As shown in FIG. 13, the sg03 plasmid of BES4 has human cell editing activity.

Furthermore, the terms "first," "second," and the like, are used for descriptive purposes only and are not to be construed as indicating or implying a relative importance or implicitly indicating the number of technical features indicated. Thus, a feature defining "a first" or "a second" may explicitly or implicitly include at least one such feature. In the description of the present invention, the meaning of "plurality" means at least two, for example, two, three, etc., unless specifically defined otherwise.

In the description of the present specification, a description referring to terms "one embodiment," "some embodiments," "examples," "specific examples," or "some examples," etc., means that a particular feature, structure, material, or characteristic described in connection with the embodiment or example is included in at least one embodiment or example of the present invention. In this specification, schematic representations of the above terms are not necessarily directed to the same embodiment or example. Furthermore, the particular features, structures, materials, or characteristics described may be combined in any suitable manner in any one or more embodiments or examples.
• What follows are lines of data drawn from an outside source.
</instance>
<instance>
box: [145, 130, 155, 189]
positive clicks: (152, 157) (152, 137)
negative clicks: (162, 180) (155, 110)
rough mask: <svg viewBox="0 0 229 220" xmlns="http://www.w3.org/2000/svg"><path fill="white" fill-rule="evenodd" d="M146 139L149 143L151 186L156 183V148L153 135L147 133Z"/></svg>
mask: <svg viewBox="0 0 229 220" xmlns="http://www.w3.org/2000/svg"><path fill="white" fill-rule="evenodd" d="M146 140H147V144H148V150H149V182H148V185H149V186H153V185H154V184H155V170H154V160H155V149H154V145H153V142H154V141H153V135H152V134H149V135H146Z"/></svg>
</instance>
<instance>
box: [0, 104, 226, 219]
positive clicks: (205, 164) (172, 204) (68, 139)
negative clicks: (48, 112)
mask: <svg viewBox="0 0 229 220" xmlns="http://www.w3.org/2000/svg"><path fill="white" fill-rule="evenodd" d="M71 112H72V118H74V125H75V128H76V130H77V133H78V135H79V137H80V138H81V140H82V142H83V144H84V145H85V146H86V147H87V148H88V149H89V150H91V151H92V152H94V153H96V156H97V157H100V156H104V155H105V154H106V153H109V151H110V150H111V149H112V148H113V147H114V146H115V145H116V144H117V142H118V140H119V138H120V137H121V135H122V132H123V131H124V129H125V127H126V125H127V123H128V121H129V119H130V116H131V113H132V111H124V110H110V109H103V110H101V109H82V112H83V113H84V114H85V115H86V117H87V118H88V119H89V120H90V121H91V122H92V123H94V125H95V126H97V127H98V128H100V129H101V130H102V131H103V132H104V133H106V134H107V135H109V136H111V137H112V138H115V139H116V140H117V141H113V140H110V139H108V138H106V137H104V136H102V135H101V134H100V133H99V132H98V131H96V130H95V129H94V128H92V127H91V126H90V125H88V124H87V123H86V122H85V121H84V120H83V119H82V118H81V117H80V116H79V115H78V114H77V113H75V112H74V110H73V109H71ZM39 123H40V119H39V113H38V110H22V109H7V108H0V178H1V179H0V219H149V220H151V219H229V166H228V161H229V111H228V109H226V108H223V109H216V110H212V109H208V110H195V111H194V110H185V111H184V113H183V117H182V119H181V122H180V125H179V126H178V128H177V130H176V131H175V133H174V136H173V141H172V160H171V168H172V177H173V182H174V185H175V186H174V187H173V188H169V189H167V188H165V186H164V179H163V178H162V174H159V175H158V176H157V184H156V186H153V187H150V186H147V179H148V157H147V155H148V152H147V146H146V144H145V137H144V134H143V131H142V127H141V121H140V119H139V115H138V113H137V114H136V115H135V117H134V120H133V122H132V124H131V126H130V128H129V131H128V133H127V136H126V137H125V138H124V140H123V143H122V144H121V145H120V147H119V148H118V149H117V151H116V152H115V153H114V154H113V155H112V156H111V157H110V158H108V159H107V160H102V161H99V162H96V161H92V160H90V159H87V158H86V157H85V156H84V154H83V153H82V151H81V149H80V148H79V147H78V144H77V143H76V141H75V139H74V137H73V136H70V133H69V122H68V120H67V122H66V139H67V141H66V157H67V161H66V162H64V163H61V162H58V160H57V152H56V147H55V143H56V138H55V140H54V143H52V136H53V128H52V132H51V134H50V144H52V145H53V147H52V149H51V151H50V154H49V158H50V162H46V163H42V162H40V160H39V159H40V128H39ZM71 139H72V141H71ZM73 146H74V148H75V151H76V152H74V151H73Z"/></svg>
Furthermore, the different embodiments or examples described in this specification and the features of the different embodiments or examples may be combined and combined by those skilled in the art without contradiction.

While embodiments of the present invention have been shown and described above, it will be understood that the above embodiments are illustrative and not to be construed as limiting the invention, and that variations, modifications, alternatives and variations may be made to the above embodiments by one of ordinary skill in the art within the scope of the invention.

Table I: novel Type II Crispr-Cas system

Table II: novel Cpf1 (Type V) system

Claims

1. A Cas protein, comprising:

the amino acid sequence shown in SEQ ID NO. 4.

2. A nucleic acid sequence encoding the Cas protein of claim 1.

3. The nucleic acid sequence of claim 2, wherein the nucleic acid sequence is DNA or RNA.

4. An expression vector comprising the nucleic acid sequence of claim 2 or 3.

5. A recombinant cell comprising the expression vector of claim 4, wherein the recombinant cell is a non-plant cell.

6. The recombinant cell of claim 5, wherein the recombinant cell is a eukaryotic cell.

7. The recombinant cell of claim 6, wherein the recombinant cell is an animal cell.

8. A Crispr-Cas system comprising the Cas protein of claim 1.

9. The system of claim 8, further comprising at least one of: crRNA, tracrRNA or a chimeric RNA formed from crRNA, tracrRNA.

10. Use of the Cas protein of claim 1, the nucleic acid sequence of claim 2 or 3, the expression vector of claim 4, the recombinant cell of any one of claims 5-7, or the Crispr-Cas system of claim 8 or 9 in the field of gene editing for non-disease diagnosis or treatment.